Karmahüter des Lichts

copyright @ Durga, 2004



Die Skelette sind um mich, schon den ganzen Tag. Manchmal glaube ich, Gesichter zu sehen, trotzdem da nur Totenköpfe sind. „Diese Gestalt haben wir Deinetwegen“, sagte eines, „Weil Du Knochen so magst. Wir können jede Gestalt annehmen, haben eigentlich gar keine.“
Und es klappert lustig um mich herum – aber es ist in wirklichkeit tödlicher Ernst, dies alles.
Sie zeigen mir eine Frau. „Jetzt lehren wir Dich in Sachen Karma“, sagt eines von ihnen. „Was siehst Du?“ Ich sehe eine Frau, sie sitzt an einem Pult und schreibt etwas. „Gut - was siehst Du noch?“ An ihren Füssen hat sich eine Katze zusammengerollt – die Frau bemerkt die Katze nicht einmal. „Sehr gut!“ werde ich gelobt. Ich sehe, von weit her, Menschen, die sehnsüchtig ihre Arme nach dieser Frau ausstrecken – aber die Frau bemerkt diese Menschen nicht. „Hervorragend!!“ Jetzt sind sie stolz auf mich. Ich werde neugierig. Was ist mit der Frau? Sie schreibt – ich habe das Gefühl, dass sie hochintelligent ist. Was ist mit ihrer Liebe?
Ich schaue, was sie schreibt. Sie schreibt das Wort „Liebe“ in das Heft auf dem Pult. Also beschäftigt sie sich damit. Und dann sehe ich, ihrem Pult gegenüber, ein Kruzifix. Hier also liegt ihre Liebe. Sie liebt den Gekreuzigten. Sonst nichts. Über Jesus, den Gekreuzigten, vergisst sie die Menschen um sich herum – die ihm so wichtig waren.
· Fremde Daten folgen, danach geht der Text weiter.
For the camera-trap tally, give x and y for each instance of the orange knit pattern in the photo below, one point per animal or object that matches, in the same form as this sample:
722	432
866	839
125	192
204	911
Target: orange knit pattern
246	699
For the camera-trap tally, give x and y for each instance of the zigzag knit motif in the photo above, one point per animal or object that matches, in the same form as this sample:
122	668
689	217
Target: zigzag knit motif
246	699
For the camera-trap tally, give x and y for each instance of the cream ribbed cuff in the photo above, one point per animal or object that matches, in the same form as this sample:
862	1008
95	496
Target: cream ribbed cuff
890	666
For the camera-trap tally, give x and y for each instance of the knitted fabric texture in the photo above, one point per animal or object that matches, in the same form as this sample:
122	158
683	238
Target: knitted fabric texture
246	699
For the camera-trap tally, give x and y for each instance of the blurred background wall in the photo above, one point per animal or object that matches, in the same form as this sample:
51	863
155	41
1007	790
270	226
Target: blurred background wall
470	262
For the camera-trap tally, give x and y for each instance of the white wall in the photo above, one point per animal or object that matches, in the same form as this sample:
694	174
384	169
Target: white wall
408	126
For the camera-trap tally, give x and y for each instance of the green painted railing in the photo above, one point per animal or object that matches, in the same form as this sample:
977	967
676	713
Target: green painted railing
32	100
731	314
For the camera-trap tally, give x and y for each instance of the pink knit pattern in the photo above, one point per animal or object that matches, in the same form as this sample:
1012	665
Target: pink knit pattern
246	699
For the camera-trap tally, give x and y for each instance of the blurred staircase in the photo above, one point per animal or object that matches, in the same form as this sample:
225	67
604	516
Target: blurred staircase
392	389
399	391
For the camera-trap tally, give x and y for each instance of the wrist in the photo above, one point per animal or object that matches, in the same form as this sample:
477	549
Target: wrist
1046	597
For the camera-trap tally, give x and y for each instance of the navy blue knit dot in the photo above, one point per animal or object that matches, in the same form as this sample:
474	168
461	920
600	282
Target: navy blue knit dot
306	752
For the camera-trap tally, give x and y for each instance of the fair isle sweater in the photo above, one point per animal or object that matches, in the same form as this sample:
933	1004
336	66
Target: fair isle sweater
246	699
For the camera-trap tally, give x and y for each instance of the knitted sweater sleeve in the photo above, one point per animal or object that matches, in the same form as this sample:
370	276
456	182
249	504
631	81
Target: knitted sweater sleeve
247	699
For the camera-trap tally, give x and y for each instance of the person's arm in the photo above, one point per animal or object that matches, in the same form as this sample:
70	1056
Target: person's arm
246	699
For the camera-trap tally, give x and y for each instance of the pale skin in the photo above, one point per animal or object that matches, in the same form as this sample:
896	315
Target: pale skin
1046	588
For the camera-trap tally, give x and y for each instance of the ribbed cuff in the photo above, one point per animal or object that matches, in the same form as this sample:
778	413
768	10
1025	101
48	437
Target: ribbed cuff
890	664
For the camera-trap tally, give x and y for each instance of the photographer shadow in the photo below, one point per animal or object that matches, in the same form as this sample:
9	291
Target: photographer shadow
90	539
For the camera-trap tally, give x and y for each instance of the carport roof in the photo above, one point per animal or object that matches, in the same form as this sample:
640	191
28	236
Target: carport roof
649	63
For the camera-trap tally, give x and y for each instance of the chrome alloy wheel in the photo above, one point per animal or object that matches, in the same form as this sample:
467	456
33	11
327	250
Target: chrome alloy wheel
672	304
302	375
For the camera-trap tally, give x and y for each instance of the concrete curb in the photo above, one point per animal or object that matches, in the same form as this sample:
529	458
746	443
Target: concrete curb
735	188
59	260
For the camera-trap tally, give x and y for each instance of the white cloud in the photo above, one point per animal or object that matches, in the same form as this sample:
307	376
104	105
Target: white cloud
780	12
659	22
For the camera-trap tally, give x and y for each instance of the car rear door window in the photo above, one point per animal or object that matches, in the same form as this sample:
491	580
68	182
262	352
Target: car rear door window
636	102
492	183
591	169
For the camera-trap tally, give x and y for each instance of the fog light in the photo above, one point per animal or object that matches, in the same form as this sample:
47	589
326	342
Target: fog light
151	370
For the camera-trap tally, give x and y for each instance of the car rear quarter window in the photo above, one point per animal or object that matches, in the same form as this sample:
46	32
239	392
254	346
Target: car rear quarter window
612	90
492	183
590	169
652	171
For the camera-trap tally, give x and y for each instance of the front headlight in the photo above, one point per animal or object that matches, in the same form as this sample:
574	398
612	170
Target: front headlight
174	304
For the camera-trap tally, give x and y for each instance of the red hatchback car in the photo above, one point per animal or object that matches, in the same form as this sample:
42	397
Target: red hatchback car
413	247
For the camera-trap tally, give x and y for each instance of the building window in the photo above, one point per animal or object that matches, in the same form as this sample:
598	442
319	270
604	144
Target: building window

„Was wird nun mit dieser Frau?“ frage ich die Skelette um mich herum, und sofort sehe ich eine grüne Bahn sich ziehen. Die Bahn endet an einem Bauernhof: Eine Frau, ein Mann, viele Kinder, viel Arbeit. Hier wird ein kleines Mädchen (weil von Frauen Gefühl, woran bei dieser Inkarnaition ein Mangel besteht, erwartet wird) zur Welt kommen – mit überragender Intelligenz, die hier unnütz ist. Sie wir arbeiten und schuften müssen – und sehr allein sein. Sie wird sehr früh schreiben und lesen können (in ihrer mageren Freizeit wird sie es sich selber beibringen). Sie wird viele Fragen haben, die ihr niemand beantworten wird – die Zeit ist einfach nicht da, und nicht das Verständnis. Vielleicht wird sie ausgelacht und für verrückt erklärt werden. Ihre einzigen Freunde werden die Tiere auf dem Hof sein, und die kleine Schwester, die nach ihr geboren werden wird. Um sie wird sie sich kümmern, wie sich niemand um sie gekümmert hat. Sie wird eine traurige Frau sein, unglücklich, einsam und wird nicht wissen, warum.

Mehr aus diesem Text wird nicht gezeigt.